The Union Minister of State (Independent Charge) for Development of North Eastern Region (DoNER), Dr. Jitendra Singh called for indigenous ‘Make in India’ healthcare strategies which could optimally address the healthcare issues from Indian perspective and in Indian conditions. He was addressing at the ‘Healthcare’ Conference organised by the Federation of Indian Chambers of Commerce and Industry (FICCI), in New Delhi today.
Dr Singh referred to Indian guidelines for treatment of diseases like Type 2 Diabetes Mellitus which also form the basis of the guidelines adopted by certain other countries and said that the changing spectrum of disease prevalence in the country required specifically oriented healthcare strategies involving all the stakeholders including medical professionals, pharma industry and public as well as private healthcare agencies.

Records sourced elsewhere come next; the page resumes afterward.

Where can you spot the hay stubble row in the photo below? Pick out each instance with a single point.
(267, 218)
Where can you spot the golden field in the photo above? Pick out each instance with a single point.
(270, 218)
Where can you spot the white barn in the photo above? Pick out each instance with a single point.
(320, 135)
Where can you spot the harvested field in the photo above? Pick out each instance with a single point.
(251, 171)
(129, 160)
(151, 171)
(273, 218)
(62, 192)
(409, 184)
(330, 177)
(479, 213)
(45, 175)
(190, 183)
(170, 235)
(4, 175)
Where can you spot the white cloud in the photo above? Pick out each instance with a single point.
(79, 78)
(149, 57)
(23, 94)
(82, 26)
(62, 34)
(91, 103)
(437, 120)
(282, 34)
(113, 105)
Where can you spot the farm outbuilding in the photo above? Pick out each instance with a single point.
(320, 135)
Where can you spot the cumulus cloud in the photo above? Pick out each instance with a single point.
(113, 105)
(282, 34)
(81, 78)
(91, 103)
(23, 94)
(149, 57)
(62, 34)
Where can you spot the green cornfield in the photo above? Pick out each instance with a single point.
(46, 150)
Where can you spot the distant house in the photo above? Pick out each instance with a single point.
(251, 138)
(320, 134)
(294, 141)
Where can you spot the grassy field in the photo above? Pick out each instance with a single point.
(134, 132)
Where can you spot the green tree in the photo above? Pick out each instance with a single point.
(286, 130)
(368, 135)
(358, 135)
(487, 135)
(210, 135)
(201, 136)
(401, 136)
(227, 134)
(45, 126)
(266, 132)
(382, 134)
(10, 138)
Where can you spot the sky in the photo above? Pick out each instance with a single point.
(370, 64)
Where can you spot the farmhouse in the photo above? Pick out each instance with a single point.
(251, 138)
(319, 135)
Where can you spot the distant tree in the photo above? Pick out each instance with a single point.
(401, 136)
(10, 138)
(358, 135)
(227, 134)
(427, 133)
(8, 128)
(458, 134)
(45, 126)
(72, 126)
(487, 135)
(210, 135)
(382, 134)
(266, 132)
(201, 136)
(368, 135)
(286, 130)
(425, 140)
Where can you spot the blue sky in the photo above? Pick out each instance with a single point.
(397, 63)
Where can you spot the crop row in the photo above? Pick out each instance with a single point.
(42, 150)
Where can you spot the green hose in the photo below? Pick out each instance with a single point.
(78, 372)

The minister said, the Indian society as a whole is fast evolving and at the same time in recent years, India too has become a part of a shrunken global world and this phenomenon is impacting every sphere of life including the healthcare system. While on the one hand, disorders like diabetes and heart disease, which were hitherto confined to urban population, are now also on the rise in rural areas. On the other hand, the access to modern modalities of treatment are confined only to cities or big towns as a result of which, 70 percent of rural population gets access only to 1/3rd of hospitalisation facilities and over 600 million people in the country are deprived of access to affordable healthcare.
The emergence of private sector is an inevitable phenomenon, said Dr Singh, but cautioned that for a country like India, public sector healthcare was still very much relevant and therefore called for a healthy synergisation between public sector and private sector healthcare agencies. He cited the experience from Northeast where he had motivated some of the country’s leading corporate sector hospital groups to set up healthcare outlets of different magnitudes depending on the viability of the location, in the form of OPD clinics or diagnostic centres or even full-fledged hospitals.